This study was designed by Professor. Yuan Kong (Peking University People's Hospital, Peking University Institute of Hematology, National Clinical Research Center for Hematologic Disease) and Professor. Xiao-Jun Huang (Peking University People's Hospital, Peking University Institute of Hematology, National Clinical Research Center for Hematologic Disease). Although allogeneic haematopoietic stem cell transplantation (allo-HSCT) is an effective therapy for hematopoietic disorders, aGvHD remains a major complication after allo-HSCT. GCs are the standard first-line therapy for acute graft-versus-host disease (aGvHD), but nearly 50% of aGvHD patients have no response to GCs. The role of T cell metabolism in murine aGvHD was recently reported. However, whether GCs and metabolism regulators could cooperatively suppress T cell alloreactivity and ameliorate aGvHD remains to be elucidated.
In the current study, increased glycolysis, characterized by elevated 6-phosphofructo-2-kinase/fructose-2,6-biphosphatase 3 (PFKFB3), and higher rates of glucose consumption and lactate production were found in T cells from aGvHD patients. Genetic upregulation of PFKFB3 induced T cell proliferation and differentiation into proinflammatory cells. In a humanized mouse model, PFKFB3-overexpressing or PFKFB3-silenced T cells aggravated or prevented aGvHD, respectively. Importantly, their integrated data from patient samples in vitro, in a humanized xenogeneic murine model of aGvHD and graft-versus-leukaemia (GVL) demonstrate that GCs combined with a glycolysis inhibitor could cooperatively reduce the alloreactivity of T cells and ameliorate aGvHD without loss of GVL effects.

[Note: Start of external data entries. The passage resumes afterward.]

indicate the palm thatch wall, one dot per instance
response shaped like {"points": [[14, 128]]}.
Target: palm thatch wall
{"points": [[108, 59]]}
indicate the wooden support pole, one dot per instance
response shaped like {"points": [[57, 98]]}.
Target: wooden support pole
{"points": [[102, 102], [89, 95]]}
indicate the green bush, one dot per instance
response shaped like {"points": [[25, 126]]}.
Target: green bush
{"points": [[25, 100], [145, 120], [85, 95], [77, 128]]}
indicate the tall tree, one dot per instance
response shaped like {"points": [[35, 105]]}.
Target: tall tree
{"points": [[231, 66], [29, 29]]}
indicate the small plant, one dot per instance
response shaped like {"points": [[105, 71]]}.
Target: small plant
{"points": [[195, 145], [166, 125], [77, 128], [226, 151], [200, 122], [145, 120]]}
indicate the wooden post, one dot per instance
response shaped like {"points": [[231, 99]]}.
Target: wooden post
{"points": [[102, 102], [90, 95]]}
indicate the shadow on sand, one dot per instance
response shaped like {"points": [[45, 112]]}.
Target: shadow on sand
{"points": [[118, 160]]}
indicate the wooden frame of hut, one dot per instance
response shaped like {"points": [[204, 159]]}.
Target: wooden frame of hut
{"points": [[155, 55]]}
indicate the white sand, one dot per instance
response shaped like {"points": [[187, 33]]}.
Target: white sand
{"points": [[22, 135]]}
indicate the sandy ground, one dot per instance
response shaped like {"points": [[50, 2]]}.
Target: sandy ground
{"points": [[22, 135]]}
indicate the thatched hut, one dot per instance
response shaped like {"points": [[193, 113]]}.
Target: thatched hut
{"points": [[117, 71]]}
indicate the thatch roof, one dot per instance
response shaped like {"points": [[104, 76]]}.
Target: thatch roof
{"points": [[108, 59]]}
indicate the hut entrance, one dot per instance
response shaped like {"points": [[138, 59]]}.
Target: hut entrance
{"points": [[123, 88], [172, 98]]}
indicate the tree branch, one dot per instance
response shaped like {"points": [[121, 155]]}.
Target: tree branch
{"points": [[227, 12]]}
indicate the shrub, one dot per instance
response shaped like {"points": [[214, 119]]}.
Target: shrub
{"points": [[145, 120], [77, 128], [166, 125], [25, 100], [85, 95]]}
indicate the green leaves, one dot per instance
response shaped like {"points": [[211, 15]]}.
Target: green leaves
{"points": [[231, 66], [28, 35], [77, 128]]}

Together, the current study indicated that glycolysis is critical for T cell activation and induction of human aGvHD. Therefore, the regulation of glycolysis offers a potential pathogenesis-oriented therapeutic strategy for aGvHD patients. GCs combined with glycolysis inhibitors promises to be a novel first-line combination therapy for aGvHD patients.